Will Fed's New Ease Revive Gold's Glitter?

WALL Street's scramble into paper assets - essentially, stocks - has taken the spotlight off commodities, including gold and silver, but also interest-rate sensitive base metals such as aluminum, copper, and nickel.

That may not be totally wise, according to a number of commodities experts. While there is no evidence that gold is about to rise rapidly in price, it is still valued as a long-range hedge against economic adversity. And, say the experts, selective base-metal stocks, such as aluminum and copper, look promising over time.

Gold and silver, the darlings of hard-money purists, are momentarily the forgotten children of the investment community. Despite pockets of conflict in the former Soviet Union and Yugoslavia, there is no major war to frighten investors into gold. Most economists expect inflation to remain under control, running in the 3 to 4 percent range during 1992 in the United States. And interest rates still appear to be heading southward.

Given such a scenario, it's hardly surprising that gold, silver, and platinum have all been showing weaknesses. Silver was the worst-performing commodity throughout the 1980s and is expected to remain at depressed levels during 1992. Silver bullion peaked at around $50 an ounce in 1980; today it is trading at under $4 an ounce. Nor is gold showing much muscle. The current support level for gold is around $348 to $350 an ounce - based on February gold futures - according to Bernard Savaiko, senior commodi ty analyst at PaineWebber Inc.

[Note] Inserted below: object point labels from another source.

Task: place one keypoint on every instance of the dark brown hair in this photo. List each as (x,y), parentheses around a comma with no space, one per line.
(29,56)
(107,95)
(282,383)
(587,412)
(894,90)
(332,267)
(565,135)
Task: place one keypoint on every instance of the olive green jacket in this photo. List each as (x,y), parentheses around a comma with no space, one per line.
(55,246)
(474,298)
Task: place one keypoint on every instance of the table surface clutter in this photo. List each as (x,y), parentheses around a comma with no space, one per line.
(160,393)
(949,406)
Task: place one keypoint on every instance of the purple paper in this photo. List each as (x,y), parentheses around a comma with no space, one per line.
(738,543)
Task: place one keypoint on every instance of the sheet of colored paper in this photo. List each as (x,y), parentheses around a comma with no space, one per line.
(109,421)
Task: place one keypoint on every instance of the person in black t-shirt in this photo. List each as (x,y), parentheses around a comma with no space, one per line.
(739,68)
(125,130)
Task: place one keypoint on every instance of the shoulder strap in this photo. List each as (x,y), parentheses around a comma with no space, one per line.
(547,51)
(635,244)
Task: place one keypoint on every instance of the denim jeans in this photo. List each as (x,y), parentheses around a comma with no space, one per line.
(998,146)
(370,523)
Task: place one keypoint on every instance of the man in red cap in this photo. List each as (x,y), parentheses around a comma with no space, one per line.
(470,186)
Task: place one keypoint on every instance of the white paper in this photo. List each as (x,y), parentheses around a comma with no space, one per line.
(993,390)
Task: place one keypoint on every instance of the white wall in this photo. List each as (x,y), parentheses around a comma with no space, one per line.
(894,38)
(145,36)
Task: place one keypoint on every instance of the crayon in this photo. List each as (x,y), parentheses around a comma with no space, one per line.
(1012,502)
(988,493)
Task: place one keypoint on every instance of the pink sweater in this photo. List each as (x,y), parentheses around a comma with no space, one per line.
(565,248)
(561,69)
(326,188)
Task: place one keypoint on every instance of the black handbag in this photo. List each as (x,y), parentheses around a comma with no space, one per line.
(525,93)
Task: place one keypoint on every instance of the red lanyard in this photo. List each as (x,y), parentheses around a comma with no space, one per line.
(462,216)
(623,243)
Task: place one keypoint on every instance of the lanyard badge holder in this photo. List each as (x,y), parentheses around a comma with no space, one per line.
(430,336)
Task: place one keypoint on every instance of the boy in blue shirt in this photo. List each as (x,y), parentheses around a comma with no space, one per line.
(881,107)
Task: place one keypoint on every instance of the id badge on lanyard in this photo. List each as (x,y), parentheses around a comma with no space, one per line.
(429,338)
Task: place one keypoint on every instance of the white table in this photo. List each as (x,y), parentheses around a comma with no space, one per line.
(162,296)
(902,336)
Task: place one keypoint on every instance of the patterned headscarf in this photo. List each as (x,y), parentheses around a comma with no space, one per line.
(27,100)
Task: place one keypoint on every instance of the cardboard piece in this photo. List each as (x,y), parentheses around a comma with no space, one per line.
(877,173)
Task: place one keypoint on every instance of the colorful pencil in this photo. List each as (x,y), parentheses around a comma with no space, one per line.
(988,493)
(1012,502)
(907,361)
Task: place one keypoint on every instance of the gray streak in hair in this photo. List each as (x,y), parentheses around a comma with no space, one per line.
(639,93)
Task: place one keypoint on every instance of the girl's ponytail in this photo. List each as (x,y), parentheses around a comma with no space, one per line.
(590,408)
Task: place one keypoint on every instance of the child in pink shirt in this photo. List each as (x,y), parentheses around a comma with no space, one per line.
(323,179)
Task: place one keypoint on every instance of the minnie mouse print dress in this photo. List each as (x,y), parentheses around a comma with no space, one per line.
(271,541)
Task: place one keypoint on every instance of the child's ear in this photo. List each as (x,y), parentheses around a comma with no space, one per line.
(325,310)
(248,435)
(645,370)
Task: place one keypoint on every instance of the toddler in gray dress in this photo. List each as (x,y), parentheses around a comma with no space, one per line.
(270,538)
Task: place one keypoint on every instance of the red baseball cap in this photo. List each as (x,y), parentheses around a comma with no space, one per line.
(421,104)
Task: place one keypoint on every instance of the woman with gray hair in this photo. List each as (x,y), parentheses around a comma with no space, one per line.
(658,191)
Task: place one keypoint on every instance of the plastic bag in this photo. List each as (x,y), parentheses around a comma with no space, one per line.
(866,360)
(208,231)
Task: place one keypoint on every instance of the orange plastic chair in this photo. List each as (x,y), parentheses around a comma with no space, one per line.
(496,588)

"The [investment] shift is now to paper assets; but once that is over, then attention will once again move back to precious metals and gold," insists Mr. Savaiko. He predicts that gold will hold at about its current price range and then climb upward later in the year.

"We're sitting on a time bomb in the form of enormous debt - at the governmental and individual levels. Every major inflation is historically proceeded by huge debt," Savaiko says. And continuing actions by the Federal Reserve to rev up the economy - akin to "printing paper money could spur inflation later this year, he says, thus putting upward pressure on gold prices.

Savaiko is not alone in his assessment. Many investment newsletter writers continue to advocate gold, either in the form of owning bullion outright, or holding stocks in mining companies. The Dec. 20 issue of the Holt Advisory, for example, urges investors to maintain precious-metal holdings, including gold, since gold bullion and mining stocks will "inevitably rise" as the value of the dollar falls relative to other currencies. The letter expects the Bush administration to pressure the Group of Seven in dustrial democracies to lower interest rates in their countries. Paper currencies will lose value vis-a-vis gold, the letter argues.

While some analysts say having part of a portfolio in gold is a good long-range strategy, the jury is still out on whether gold will appreciate in value much this year, with inflation currently under control.

Whatever the case, several industrial metals that are interest-rate sensitive look increasingly attractive, according to Vahid Fathi, a metals analyst with Kemper Securities Group Inc.

In early December 1991, Kemper was advising clients to be wary of economy-sensitive metal stocks, such as aluminum, copper, and nickel, or, at the least, steer clear of these sectors until the second half of 1992. Many of these metal-sector stocks were trading at high price-earnings ratios. But then the Fed interceded and slashed the discount rate by one percentage point on Dec. 20. That changed the investing climate, says Mr. Fathi, since gains in the economy stemming from lower interest rates should be nefit some base metals, particularly aluminum.

Fathi notes that recent cuts in the output of smelters will help aluminum, as will higher industrial demand in the second half of 1992; ingot prices, he says, have probably hit bottom.

Kemper has now listed Alcoa as a strong buy; it recommends selective accumulations in the nickel sector; it suggests that copper and gold sectors look attractive for the long term.